For future releases, I propose decoupling tables from the concrete database instance. Imagine if each table was a standalone variable, independent of the AppDatabase object:

// BEFORE:
class _$AppDatabase extends GeneratedDatabase {
  UserTable get users => UserTable(this);
}
db.select(db.users)


// AFTER:
final usersTable = UserTable();
class _$AppDatabase extends GeneratedDatabase {
  // Backwards Compatibility
  UserTable get users => usersTable;
}

db.select(usersTable);

This change would dramatically improve code clarity and maintainability, reducing the need for the db. prefix.

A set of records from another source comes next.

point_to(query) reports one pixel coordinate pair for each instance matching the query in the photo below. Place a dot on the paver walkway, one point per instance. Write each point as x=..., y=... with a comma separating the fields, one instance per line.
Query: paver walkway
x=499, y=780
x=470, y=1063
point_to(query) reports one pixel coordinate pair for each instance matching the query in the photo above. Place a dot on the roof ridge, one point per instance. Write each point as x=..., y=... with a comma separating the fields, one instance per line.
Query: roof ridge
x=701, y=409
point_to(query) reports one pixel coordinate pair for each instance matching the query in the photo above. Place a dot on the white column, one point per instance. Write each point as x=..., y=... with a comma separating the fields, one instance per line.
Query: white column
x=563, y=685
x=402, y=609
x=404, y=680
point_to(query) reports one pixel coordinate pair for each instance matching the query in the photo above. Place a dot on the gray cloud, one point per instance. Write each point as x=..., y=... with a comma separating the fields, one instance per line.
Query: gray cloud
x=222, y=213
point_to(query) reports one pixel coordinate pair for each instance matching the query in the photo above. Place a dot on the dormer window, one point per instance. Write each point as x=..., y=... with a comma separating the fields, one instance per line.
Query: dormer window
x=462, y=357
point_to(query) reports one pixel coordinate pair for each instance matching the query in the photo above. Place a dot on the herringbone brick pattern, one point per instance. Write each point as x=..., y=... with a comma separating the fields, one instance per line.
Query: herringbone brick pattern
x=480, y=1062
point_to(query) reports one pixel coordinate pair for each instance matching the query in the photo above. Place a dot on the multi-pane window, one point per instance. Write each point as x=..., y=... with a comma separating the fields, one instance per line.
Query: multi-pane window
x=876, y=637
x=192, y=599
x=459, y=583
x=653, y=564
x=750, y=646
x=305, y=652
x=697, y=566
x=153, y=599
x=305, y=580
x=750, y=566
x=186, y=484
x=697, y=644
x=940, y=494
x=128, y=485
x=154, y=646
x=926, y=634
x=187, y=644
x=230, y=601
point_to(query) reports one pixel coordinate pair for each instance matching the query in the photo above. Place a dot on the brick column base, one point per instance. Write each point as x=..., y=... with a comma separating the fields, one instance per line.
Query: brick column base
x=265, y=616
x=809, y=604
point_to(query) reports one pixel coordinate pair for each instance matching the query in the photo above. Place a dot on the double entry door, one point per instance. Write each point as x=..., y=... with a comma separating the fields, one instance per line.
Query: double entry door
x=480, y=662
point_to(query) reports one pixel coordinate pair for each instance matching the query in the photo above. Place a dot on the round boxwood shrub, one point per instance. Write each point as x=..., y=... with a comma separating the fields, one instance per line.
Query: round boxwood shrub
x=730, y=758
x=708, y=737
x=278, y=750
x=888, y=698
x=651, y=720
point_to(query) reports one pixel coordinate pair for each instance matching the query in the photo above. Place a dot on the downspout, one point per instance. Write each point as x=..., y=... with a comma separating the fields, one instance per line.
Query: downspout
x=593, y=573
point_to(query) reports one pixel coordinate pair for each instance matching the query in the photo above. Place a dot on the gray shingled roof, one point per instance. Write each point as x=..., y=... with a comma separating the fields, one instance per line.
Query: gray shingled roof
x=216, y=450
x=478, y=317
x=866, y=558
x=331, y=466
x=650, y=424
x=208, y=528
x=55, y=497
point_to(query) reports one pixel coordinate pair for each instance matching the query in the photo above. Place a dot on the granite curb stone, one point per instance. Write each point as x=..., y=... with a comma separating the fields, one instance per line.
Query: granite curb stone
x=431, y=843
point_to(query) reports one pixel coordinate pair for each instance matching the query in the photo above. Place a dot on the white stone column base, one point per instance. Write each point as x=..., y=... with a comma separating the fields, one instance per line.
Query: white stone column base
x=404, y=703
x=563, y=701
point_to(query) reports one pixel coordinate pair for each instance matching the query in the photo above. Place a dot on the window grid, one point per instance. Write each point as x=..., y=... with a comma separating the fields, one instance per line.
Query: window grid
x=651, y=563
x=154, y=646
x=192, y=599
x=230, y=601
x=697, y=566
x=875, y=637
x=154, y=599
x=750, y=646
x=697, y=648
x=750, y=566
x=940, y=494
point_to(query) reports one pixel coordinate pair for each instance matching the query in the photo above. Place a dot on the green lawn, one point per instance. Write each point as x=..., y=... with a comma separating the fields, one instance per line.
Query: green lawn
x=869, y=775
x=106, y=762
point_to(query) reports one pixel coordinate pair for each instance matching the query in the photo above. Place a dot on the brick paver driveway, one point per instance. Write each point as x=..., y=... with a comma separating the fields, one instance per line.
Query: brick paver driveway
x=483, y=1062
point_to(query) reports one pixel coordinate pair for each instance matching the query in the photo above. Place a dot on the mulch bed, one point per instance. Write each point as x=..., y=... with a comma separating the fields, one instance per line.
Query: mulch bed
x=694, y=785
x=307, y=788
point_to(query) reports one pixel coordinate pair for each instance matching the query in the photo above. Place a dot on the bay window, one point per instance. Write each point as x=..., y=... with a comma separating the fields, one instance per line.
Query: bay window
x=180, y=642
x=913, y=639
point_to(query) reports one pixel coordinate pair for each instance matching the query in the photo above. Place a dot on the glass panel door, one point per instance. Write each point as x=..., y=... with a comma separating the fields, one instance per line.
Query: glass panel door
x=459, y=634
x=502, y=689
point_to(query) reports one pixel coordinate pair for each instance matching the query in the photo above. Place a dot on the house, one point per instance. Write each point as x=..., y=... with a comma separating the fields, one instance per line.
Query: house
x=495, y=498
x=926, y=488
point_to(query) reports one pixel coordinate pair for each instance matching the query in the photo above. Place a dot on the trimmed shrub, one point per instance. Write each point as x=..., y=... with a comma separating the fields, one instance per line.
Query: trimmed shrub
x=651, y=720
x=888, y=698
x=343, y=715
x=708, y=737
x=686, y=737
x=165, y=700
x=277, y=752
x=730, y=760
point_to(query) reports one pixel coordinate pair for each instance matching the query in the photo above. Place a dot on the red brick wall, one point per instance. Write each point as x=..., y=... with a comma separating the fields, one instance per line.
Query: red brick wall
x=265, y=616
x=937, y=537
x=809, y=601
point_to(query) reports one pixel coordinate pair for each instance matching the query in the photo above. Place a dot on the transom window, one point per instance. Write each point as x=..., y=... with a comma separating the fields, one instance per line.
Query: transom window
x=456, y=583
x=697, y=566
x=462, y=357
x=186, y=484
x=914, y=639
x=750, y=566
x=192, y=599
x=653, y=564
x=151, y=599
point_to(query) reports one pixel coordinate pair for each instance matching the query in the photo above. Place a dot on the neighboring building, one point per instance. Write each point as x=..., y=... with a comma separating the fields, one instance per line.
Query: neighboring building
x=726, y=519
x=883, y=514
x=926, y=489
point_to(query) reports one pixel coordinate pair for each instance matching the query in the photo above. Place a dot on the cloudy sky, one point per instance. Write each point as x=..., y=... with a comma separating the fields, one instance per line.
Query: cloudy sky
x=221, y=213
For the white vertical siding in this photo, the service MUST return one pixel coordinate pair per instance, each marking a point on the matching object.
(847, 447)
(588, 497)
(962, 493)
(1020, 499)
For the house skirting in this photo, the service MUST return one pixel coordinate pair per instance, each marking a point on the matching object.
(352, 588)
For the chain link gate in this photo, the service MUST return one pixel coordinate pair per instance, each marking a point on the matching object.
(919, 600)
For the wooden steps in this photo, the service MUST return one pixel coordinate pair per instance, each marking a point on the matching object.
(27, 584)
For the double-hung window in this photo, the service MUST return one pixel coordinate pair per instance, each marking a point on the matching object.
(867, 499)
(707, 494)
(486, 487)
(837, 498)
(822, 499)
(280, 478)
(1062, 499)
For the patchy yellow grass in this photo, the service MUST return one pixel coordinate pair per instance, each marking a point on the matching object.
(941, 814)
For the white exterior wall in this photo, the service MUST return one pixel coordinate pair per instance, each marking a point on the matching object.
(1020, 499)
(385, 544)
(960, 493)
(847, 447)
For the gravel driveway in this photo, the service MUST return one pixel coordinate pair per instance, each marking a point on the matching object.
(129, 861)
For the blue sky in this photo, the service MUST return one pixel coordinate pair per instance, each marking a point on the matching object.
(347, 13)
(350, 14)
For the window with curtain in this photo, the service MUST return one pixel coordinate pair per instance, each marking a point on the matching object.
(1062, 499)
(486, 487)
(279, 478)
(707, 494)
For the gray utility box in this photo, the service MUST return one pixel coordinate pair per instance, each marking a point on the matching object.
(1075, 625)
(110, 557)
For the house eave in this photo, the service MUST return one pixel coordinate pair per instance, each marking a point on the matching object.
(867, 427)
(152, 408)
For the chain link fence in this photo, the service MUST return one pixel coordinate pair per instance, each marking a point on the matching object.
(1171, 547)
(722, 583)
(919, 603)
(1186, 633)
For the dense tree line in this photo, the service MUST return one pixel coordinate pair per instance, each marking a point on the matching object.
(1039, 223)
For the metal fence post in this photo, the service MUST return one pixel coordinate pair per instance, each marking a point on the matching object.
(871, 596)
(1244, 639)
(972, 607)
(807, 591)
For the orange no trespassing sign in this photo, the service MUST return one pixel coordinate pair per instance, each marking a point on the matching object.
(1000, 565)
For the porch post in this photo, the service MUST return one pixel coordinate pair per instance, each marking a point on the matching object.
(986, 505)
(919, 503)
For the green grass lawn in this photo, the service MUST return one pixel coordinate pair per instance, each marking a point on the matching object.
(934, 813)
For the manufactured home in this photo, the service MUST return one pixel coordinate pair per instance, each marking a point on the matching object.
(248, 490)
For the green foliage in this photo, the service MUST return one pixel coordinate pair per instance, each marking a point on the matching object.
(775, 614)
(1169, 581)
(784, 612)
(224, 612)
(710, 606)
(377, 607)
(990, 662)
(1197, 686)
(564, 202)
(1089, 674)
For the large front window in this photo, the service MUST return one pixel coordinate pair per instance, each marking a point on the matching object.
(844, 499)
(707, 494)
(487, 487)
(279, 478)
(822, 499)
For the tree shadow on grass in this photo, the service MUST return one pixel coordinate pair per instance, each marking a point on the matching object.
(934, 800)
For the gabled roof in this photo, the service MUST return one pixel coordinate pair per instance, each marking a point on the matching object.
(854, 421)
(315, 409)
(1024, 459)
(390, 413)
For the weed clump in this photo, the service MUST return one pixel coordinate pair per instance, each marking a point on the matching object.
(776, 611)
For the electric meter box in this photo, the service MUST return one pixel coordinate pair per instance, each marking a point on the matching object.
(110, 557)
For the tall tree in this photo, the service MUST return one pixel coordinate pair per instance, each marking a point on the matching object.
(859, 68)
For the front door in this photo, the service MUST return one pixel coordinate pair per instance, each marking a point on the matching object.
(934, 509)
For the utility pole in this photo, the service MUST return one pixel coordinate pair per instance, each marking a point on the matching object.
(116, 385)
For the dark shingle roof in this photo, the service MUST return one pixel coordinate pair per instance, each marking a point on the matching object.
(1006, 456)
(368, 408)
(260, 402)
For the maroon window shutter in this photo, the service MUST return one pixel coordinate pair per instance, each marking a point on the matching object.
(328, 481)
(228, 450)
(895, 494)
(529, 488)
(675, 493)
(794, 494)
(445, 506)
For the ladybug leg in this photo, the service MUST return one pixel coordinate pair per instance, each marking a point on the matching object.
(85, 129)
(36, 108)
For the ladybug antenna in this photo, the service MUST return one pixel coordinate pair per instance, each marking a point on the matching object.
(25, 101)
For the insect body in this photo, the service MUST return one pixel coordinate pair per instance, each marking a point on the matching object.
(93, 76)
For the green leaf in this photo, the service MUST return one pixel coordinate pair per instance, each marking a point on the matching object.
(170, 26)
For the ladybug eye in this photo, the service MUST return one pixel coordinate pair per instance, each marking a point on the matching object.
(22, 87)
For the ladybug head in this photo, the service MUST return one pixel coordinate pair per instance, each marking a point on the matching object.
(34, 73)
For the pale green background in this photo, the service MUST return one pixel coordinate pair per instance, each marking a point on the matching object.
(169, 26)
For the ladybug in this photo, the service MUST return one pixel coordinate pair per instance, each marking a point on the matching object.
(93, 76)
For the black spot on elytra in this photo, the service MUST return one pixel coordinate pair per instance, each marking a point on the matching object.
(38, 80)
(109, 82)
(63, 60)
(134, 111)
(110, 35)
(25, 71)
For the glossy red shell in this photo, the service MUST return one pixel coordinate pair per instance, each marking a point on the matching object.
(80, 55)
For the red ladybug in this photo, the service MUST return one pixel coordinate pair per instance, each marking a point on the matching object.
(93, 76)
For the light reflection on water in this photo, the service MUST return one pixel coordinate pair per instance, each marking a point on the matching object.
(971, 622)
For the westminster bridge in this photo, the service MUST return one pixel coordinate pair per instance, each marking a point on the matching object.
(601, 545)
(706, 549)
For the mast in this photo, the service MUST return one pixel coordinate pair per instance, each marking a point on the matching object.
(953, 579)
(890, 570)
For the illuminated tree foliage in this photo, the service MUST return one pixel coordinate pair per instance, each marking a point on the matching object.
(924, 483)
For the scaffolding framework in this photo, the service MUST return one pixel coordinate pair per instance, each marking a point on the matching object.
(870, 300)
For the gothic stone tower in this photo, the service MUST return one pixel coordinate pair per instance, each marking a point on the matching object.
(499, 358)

Looking Towards The Future

Ideally, I envision a future where select is also decoupled, allowing for a more flexible and reusable query API:

select(usersTable).get(connection)

But this would be very breaking.

Bonus

final getUserQuery = select(usersTable)
connection.inIsolate((conn)=> getUserQuery.get(conn));

By loosening these dependencies, Drift could become more modular, easier to use, and better suited for complex applications, especially those involving isolates.

dickermoshe avatar Apr 07 '25 06:04 dickermoshe

This is an interesting idea, it also points towards some of the things mentioned in https://github.com/simolus3/drift/discussions/3477.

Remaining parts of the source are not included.